= David Roberts (academic) =

Australian professor of German studies (born 1937)

David Gordon John Roberts (born 2 December 1937) is an Australian professor of German studies. He was awarded a Ph.D. at Monash University in 1968, supervised by Leslie Bodi. His main areas of research are modern German literature, socio-aesthetics of literature and the arts, and the aesthetic theory and cultural history of European modernism.

== Awards ==
- Fellowship, Alexander von Humboldt Foundation 1969, 1981, 1997
- Fellow of the Australian Academy of the Humanities 1986–
- Centennial Medal for Service to German Studies in Australia 2001

== Editorial activities ==
- Co-editor Thesis Eleven. Critical Theory and Historical Sociology 1983-
- International Advisory Board, Germanistik 1987-
- International Editorial Board, The German Quarterly 1988-1994
- Co-editor, “Monash European Studies”, Berg Publishers, Oxford/New York/Hamburg, 1988–1993
- International Advisory Board, “Studies in Contemporary German Literature”, Stauffenburg, Tübingen, 1997–2002
- Advisory Board, Limbus. Australian Yearbook of German Literary and Cultural Studies

== Publications ==
- Artistic Consciousness and Political Conscience: The Novels of Heinrich Mann 1900-1938. Bern, Lang, 1971 (Australian and New Zealand Studies in German Language and Literature 2)
- Kopf und Welt: Elias Canettis Roman “Die Blendung”. München, Hanser Verlag, 1975 (“Literatur als Kunst”, ed. Walter Höllerer)
- The Indirections of Desire. Hamlet in Goethes Wilhelm Meister. Heidelberg, Carl Winter Verlag, 1980 (“Reihe Siegen”, ed. Helmut Kreuzer & Karl Riha
- Art and Enlightenment: Aesthetic Theory after Adorno.
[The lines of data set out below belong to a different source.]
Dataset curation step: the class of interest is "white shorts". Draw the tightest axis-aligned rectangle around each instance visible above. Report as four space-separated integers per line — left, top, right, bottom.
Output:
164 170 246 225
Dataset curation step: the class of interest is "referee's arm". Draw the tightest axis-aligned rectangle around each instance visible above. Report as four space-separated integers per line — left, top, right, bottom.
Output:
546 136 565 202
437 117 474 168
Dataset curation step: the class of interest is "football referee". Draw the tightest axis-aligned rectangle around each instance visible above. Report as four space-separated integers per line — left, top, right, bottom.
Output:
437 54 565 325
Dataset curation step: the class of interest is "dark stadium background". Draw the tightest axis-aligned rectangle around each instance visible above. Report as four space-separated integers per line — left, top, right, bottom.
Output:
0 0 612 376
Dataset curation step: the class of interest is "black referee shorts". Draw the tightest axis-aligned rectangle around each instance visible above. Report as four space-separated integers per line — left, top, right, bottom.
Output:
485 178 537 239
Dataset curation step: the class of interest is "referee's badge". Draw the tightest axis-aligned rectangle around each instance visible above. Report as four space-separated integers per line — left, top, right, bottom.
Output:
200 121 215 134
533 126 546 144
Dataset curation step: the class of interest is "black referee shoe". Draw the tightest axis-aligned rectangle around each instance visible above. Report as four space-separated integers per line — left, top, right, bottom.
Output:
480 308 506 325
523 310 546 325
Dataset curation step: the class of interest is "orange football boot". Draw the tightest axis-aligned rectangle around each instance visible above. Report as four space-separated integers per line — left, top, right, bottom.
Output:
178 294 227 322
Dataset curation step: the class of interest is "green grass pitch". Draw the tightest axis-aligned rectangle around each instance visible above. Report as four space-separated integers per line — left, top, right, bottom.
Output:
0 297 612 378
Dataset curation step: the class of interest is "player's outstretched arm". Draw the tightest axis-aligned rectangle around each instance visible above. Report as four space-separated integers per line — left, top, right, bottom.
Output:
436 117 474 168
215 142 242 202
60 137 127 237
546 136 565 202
Lincoln, London, University of Nebraska Press, 1991 (Modern German Culture and Literature, ed. Peter Uwe Hohendahl) . Reissued as paperback 2005
  - See review article: Max Pensky, “Choosing Your Mask”, New German Critique 63 (1994), 161-180
- Dialectic of Romanticism. A Critique of Modernism. With Peter Murphy, London: Continuum, 2004
- Canetti's Counter-Image of Society. Crowds, Power, Transformation. With Johann P. Arnason, 'Rochester, N.Y., Camden House, 2004.
- The Total Work of Art in European Modernism. Ithaca, NY: Cornell University Press, 2011 (Signale: Modern German Letters, Cultures, and Thought ed. Peter Hohendahl) See review article: Roger Fornoff, ‘At the Interface of Art, Religion, Politics‘, Thesis Eleven 123 (2014), 123–128.
- History of the Present: The Contemporary and its Culture. London, Routledge, 2021.
- Science Fiction and Narrative Form. With Andrew Milner and Peter Murphy, London, Bloomsbury, 2023.